This is a TV series based on the novels by Kerry Greenwood featuring the adventures of an unconventional and daring female detective named Phryne Fisher, set in 1920’s Melbourne. I was hooked onto this show by a friend who started watching it while I was pretending to sleep. And I really liked it more than I expected.
I’ve watched some of the Hercule Perot movies, and when I was much younger, Murder She Wrote, but I don’t remember much of those shows at all. Fisher is different, mainly because it faces a lot of the issues of the time while at the same time being very entertaining,
Ms. Fisher is played by Essie Davis, and she fills the role with a charmingly outspoken voice and a mischievous smile. Fisher is a “modern” woman-she drives a car, drinks and carries a gun, as well as flirts and sleeps with whoever she chooses. Today much of this wouldn’t cause TV viewers to bat an eye (well, some conservatives might complain about her sexual appetite, but that’s their issue). In the 1920’s, however, she would have been a troublemaker even if she was a retiring wallflower. Phryne Fisher, however, is anything but shy, and her fearlessly feminist demeanor is amazing to watch.

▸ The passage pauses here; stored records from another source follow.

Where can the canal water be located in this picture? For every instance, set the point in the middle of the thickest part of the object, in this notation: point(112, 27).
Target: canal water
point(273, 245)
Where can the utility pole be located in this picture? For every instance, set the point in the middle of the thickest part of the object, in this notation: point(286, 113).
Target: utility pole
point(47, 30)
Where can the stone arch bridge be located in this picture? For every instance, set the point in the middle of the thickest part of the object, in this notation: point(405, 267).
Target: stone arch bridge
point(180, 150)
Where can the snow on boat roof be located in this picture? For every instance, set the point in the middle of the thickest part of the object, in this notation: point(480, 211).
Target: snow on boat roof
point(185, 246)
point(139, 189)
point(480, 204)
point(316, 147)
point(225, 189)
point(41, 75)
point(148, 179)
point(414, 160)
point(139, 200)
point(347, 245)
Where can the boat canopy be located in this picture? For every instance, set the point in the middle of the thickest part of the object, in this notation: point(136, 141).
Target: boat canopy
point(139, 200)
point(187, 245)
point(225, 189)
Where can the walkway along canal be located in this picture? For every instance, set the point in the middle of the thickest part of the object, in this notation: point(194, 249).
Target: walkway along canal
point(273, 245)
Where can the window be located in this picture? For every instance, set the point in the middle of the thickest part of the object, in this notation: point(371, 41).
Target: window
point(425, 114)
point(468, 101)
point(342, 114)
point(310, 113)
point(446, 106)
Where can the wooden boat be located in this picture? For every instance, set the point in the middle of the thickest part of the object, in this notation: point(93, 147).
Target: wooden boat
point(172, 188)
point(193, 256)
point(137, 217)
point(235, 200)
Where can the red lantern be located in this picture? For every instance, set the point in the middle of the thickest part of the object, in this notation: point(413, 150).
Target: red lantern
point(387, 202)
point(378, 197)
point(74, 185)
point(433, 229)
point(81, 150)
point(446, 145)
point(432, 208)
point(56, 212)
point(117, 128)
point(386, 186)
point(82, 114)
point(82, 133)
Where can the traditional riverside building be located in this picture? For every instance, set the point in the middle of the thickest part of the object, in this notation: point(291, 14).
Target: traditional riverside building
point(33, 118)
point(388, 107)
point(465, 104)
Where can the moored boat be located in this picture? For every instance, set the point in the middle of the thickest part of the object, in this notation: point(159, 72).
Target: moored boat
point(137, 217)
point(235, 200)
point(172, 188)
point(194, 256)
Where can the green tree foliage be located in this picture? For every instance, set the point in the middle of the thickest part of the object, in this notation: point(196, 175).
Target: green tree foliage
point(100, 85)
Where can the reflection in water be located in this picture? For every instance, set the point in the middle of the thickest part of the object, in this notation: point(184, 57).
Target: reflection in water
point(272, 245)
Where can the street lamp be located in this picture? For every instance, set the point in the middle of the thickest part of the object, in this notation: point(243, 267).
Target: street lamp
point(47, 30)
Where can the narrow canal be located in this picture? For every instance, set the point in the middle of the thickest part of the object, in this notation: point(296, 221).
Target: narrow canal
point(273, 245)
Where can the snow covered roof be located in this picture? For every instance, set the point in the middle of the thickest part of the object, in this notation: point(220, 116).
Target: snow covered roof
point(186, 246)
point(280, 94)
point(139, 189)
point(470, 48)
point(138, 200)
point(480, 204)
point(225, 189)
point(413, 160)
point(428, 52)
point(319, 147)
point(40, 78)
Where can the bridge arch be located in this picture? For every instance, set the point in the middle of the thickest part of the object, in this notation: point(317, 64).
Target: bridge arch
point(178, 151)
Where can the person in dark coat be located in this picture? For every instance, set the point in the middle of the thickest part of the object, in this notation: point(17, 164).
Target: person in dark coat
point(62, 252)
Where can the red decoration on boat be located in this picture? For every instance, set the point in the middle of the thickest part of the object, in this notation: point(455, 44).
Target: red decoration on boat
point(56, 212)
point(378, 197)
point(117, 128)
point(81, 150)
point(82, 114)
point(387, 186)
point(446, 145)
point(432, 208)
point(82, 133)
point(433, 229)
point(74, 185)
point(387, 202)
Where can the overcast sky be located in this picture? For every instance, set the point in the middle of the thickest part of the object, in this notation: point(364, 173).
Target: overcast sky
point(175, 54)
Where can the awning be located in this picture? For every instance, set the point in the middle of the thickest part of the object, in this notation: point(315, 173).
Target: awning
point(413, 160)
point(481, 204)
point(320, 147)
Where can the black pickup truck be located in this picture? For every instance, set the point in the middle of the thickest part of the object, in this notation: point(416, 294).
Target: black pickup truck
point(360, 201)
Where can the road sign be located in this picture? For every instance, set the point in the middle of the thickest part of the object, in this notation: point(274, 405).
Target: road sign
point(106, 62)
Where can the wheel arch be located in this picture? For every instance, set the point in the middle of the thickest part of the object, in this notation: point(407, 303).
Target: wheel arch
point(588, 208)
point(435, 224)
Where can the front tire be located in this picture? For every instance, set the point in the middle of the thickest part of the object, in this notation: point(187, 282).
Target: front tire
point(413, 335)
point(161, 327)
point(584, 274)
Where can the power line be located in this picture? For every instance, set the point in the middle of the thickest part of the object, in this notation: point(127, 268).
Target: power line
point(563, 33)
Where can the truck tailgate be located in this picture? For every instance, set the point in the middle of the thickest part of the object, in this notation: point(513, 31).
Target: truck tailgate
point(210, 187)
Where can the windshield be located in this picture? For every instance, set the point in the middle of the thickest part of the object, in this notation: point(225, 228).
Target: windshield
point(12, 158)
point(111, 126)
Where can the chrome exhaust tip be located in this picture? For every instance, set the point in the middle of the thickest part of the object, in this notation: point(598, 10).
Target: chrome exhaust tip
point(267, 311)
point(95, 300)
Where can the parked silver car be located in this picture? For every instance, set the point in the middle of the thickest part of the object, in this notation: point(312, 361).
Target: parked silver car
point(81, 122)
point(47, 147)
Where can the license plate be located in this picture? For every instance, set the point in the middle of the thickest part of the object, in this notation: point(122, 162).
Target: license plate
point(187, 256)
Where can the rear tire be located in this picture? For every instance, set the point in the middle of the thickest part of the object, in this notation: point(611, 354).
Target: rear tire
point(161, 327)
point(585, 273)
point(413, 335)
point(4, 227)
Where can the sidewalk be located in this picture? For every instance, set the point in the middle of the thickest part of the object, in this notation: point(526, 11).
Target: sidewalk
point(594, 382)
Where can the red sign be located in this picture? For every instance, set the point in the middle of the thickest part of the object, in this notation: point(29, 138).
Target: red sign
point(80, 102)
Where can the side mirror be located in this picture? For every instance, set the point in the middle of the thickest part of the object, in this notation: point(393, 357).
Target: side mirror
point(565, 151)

Conflicts and prejudice beset her and her comrades on all sides: Catholic and Protestants are seen as separate nations, to the point that mixed marriages are approached with great hesitation and dismay, and women are generally treated as second-class citizens, with many characters expressing views common to the time that ladies should not drive or work after marriage, and of course a pregnant woman is instantly unclean or fallen. A healthy dose of contempt for the poor is also present.
Ms. Fisher does her best to overturn these antiquated views by her simple presence and work as a “Lady Detective.” While her list of skills and experiences (nurse, pilot, singer, shooter) sometimes hurts any sense of drama, Davis’ performance and exuberant personality easily smooths over this wrinkle. Her co-stars are likewise fun to watch and play their parts to the hilt, with everyone getting a chance to shine and strut upon the stage.
The only issue I have with the show-which has been renewed for a third season-is an illogical one: I wish there was a bit of variety in the crimes, as opposed to just murder-even if it meant they’d have to change the name of the show. I’d highly recommend this show to anyone who wants to curl up and enjoy some lovely costumes, cars, people, and murder.